On March 16, 2017, President Donald Trump released his 2018 Budget Blueprint to Congress, a proposal that includes the elimination of the Institute of Museum and Library Services (IMLS). IMLS is the federal agency that administers the Library Services and Technology Act (LSTA), which provides critical funding to the nation’s libraries and state library agencies.
The Rhode Island Office of Library and Information Services (OLIS) receives funding through the LSTA-specified Grants to States program. In fiscal year 2017, OLIS received $1,074,974, which funds programs that benefit all Rhode Islanders. LSTA funds support Talking Books Plus (RI’s Library for the Blind and Physically Handicapped), the statewide summer reading program for children and teens, and online electronic resources on AskRI, including language learning tools and test preparation resources for professional, citizenship, high school equivalency and college entrance tests. LSTA also funds statewide programming developed by OLIS to support workforce development efforts at libraries and to train librarians, as well as supporting librarians in the development of programming for children, teens, adults and seniors.

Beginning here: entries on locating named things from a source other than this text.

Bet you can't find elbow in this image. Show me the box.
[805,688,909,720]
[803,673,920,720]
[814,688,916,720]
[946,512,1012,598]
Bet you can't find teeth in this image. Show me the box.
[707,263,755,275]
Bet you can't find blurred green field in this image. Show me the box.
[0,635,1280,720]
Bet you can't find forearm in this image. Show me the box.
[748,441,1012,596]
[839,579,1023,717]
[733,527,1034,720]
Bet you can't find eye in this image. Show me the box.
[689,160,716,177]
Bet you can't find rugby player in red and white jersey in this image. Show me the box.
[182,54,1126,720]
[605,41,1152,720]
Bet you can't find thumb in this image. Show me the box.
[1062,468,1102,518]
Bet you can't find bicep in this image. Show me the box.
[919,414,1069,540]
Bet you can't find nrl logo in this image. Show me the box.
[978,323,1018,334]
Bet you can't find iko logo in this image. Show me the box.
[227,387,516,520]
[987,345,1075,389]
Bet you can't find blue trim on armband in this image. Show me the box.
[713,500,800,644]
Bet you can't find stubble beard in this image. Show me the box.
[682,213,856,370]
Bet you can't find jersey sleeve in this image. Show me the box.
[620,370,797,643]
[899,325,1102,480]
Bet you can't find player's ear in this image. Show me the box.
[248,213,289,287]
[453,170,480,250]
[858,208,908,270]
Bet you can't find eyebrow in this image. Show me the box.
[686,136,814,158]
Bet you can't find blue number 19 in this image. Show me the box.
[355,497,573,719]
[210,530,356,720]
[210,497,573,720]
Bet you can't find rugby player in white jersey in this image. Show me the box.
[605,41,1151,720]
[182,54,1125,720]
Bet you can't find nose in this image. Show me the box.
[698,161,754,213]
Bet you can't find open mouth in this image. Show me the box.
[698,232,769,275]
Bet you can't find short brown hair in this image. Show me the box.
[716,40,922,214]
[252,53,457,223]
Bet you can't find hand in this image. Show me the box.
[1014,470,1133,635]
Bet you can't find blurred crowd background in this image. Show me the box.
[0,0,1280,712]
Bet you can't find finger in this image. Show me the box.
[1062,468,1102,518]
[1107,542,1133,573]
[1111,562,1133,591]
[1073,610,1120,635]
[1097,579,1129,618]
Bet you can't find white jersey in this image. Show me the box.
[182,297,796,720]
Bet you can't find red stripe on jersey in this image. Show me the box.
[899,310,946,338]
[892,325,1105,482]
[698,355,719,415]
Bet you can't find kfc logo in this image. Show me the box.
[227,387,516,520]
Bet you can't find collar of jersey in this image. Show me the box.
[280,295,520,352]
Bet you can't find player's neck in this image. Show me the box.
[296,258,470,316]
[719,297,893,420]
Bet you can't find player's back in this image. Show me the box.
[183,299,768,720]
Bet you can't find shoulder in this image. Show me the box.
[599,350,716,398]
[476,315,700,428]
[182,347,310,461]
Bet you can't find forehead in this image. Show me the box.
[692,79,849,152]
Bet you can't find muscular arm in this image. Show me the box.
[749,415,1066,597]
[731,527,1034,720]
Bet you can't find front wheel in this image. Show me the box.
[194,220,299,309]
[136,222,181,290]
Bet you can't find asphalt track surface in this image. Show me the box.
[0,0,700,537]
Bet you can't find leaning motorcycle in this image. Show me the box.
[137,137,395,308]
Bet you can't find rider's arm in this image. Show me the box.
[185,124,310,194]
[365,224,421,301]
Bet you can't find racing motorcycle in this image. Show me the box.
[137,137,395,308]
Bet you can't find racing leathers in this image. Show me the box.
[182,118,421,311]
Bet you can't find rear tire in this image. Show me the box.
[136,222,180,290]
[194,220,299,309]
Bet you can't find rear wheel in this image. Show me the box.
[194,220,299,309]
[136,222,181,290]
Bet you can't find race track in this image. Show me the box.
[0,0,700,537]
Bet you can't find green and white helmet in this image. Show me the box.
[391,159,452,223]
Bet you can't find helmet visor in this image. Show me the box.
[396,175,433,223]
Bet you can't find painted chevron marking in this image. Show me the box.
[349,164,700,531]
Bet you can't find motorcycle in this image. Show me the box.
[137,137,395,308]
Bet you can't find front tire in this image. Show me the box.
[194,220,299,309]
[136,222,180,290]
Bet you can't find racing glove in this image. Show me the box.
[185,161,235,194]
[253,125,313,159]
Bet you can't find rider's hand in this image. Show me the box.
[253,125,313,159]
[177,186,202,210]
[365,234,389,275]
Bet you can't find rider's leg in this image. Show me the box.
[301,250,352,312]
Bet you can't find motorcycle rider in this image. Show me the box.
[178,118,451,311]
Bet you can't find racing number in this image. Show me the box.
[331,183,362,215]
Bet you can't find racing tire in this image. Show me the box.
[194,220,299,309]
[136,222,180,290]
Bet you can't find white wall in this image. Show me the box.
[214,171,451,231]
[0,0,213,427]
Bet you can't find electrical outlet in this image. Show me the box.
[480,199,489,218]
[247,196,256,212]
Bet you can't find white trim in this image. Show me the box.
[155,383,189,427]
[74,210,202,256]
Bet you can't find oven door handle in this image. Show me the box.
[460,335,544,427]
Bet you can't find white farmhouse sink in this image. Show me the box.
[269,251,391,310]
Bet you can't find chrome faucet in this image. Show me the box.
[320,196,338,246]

“IMLS funding expands the services that OLIS provides to every city and town in Rhode Island,” said Karen Mellor, OLIS Chief of Library Services. “From the children’s summer reading program at public libraries, to online job skills development tools for adults, to library services for seniors who are no longer able to read print because of failing eyesight, federal dollars support OLIS programming that touches young and old alike.”
Institute of Museum and Library Services grants are also awarded directly to libraries. The Providence Public Library and the University of Rhode Island Graduate School of Library and Information Studies are each currently conducting projects funded through National Leadership Grants that collectively total over one million dollars. These projects focus on workforce development for young adults and digital literacy initiatives in libraries and schools. The Providence Community Library recently concluded a $250,000 project funded by IMLS designed to reduce the achievement gap for children entering kindergarten who have not been able to participate in early formal learning programs.
IMLS Director Dr. Kathryn K. Matthew stated in a press release that IMLS will continue to work closely with the federal Office of Management and Budget as the budget is developed, stating that the agency “will remain steadfast in our work on behalf of the millions of Americans touched by the services of libraries and museums each day.”
Rhode Island Senator Jack Reed, lead sponsor of the bill to reauthorize LSTA, has expressed his opposition to the President’s budget and the effort to eliminate the IMLS, along with the National Endowment for the Arts and the National Endowment for the Humanities. On Friday, March 17, Senator Reed participated in a forum at the RI School of Design sponsored by the RI State Council of the Arts on the need to keep arts, humanities, museum and library funding alive.
The President’s budget proposal is the beginning of the federal fiscal year (FY) 2018 appropriations and negotiation process. It is ultimately up to Congress to determine funding levels before sending the FY2018 funding legislation to the President for final consideration. The 2018 federal fiscal year begins on October 1, 2017. As Grants to States are awarded over a two year period, the current OLIS grant award from IMLS will be expended through September 30, 2018.